The need for a new UK “Grand Strategy”
No credible Strategic Defence & Security Review can be developed without first analysing the underlying geopolitical situation and using this as a basis to identify our ongoing Defence needs and priorities. To develop a Grand Strategy we need to answer four simple questions:
- What are the most likely and serious threats we face?
- How should we structure and resource the armed forces to respond to the above threats in terms of roles, tasks, size, organisation and capabilities?
- How do we balance our most critical Defence needs and priorities with what is realistic and affordable?
- How do the above elements translate into personnel, equipment, training and sustainment requirements?
These questions go straight to Ben Wallace’s comments about “cutting our cloth according to our ambition.”

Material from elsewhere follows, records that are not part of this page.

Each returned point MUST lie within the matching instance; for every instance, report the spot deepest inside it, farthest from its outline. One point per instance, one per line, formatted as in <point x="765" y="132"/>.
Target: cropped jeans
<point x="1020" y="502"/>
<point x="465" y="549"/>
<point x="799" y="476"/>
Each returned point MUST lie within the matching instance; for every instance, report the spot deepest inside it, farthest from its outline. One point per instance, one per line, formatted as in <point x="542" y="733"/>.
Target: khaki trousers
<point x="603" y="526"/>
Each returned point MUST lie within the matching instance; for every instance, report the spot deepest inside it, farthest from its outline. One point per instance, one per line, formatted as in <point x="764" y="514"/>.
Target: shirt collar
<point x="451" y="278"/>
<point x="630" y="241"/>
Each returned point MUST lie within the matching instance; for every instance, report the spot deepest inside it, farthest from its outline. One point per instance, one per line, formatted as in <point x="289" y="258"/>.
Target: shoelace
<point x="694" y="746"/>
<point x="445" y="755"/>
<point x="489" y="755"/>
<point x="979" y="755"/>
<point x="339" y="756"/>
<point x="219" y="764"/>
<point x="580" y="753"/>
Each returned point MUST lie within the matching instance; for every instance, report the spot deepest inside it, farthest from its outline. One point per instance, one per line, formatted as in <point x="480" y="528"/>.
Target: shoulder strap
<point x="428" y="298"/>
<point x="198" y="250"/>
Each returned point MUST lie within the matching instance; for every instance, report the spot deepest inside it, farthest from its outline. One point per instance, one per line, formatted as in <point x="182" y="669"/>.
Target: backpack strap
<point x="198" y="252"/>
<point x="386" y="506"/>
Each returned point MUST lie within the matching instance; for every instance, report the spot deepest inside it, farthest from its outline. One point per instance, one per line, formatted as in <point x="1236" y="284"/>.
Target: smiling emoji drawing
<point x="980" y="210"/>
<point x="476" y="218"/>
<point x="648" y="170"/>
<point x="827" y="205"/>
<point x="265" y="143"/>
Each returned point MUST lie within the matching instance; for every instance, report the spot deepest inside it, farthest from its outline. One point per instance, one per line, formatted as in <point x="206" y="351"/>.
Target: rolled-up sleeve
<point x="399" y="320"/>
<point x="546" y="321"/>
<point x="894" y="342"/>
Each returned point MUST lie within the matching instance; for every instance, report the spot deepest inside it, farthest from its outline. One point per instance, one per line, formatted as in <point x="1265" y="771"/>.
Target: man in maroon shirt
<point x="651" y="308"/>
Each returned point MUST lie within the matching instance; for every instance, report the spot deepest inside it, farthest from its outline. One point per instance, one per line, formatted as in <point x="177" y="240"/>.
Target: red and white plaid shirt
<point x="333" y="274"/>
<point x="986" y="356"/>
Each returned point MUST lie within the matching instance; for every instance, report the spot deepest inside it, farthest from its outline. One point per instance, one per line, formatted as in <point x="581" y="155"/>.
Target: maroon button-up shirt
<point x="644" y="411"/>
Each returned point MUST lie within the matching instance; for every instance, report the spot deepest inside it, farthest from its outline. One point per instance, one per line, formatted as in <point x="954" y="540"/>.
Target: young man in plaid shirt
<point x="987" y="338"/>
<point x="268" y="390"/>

While there are several over-arching priorities, such as the nuclear deterrent, protecting UK air space, and anti-submarine capabilities to protect UK waters, we fulfil a number of less vital commitments that suck-up finite resources. These include having overseas bases that expand our spheres of influence, but have no direct benefit. There are also the sacred cows such as military bands and public duties. If we cannot afford to do everything, then we need to prioritise the most essential tasks. Would it makes sense to prioritise the Navy and Royal Air Force and have only a token Army? The problem is that when you lose a capability, it invariably takes years to rebuild it. So, before we start cutting the budget further or increasing it, the 2020 SDSR must be rooted in a credible defence strategy, not a political or economic juggling act that only serves other Government interests.

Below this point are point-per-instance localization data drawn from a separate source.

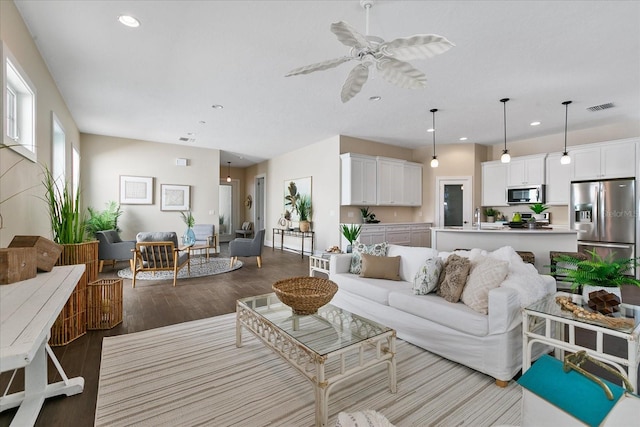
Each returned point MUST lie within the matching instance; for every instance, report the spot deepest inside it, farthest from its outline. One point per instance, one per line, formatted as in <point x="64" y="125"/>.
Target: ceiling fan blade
<point x="356" y="79"/>
<point x="419" y="46"/>
<point x="319" y="66"/>
<point x="401" y="74"/>
<point x="348" y="35"/>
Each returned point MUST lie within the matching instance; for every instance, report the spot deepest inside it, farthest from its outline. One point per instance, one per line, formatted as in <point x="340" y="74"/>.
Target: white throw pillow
<point x="367" y="418"/>
<point x="426" y="279"/>
<point x="486" y="274"/>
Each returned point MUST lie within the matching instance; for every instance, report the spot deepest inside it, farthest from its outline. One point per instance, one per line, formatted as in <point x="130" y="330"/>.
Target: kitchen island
<point x="539" y="241"/>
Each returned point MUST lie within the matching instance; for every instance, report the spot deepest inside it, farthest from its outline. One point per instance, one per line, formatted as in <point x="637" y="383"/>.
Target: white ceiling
<point x="158" y="82"/>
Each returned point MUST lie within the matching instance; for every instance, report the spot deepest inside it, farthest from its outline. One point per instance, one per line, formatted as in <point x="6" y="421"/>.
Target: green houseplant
<point x="304" y="211"/>
<point x="351" y="233"/>
<point x="106" y="219"/>
<point x="596" y="271"/>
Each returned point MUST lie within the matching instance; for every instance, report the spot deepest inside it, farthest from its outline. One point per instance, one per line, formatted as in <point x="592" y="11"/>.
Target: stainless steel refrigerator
<point x="604" y="215"/>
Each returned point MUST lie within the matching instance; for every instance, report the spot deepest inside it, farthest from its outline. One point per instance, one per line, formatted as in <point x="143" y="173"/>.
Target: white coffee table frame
<point x="549" y="329"/>
<point x="378" y="350"/>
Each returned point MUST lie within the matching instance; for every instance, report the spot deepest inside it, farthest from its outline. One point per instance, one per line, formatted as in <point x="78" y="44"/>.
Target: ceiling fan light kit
<point x="389" y="57"/>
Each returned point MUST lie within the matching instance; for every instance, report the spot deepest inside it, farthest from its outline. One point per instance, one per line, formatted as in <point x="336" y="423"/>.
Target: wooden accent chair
<point x="158" y="251"/>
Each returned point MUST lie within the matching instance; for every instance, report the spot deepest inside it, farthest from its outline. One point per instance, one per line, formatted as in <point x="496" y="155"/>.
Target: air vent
<point x="601" y="107"/>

An affordable strategy versus a credible strategy
What is affordability anyway? Some people would argue that we already spend too much on Defence. I would counter that we spend much more on the NHS and other public services. We spend what we do on Health, not because it is affordable or unaffordable, but because it is what the electorate demands. It is the price of being elected. In contrast, the limited discussion about Defence during the 2019 General Election campaign suggests that there are few votes in it, so the Government is obliged only to spend what it feels is necessary. It can defend any budget it sets on grounds of affordability, but let’s be clear, affordability is an arbitrary concept. The only way to generate a larger budget is to make Defence a higher political priority. If the UK had a viable opposition party, this might happen. Instead this role falls upon Defence commentators to provide an objective analysis of the global environment and what is needed to counter potential challenges. In the meantime, the significant Commons majority achieved by Boris Johnson to accomplish Brexit means he can do almost what it likes across other areas of Government.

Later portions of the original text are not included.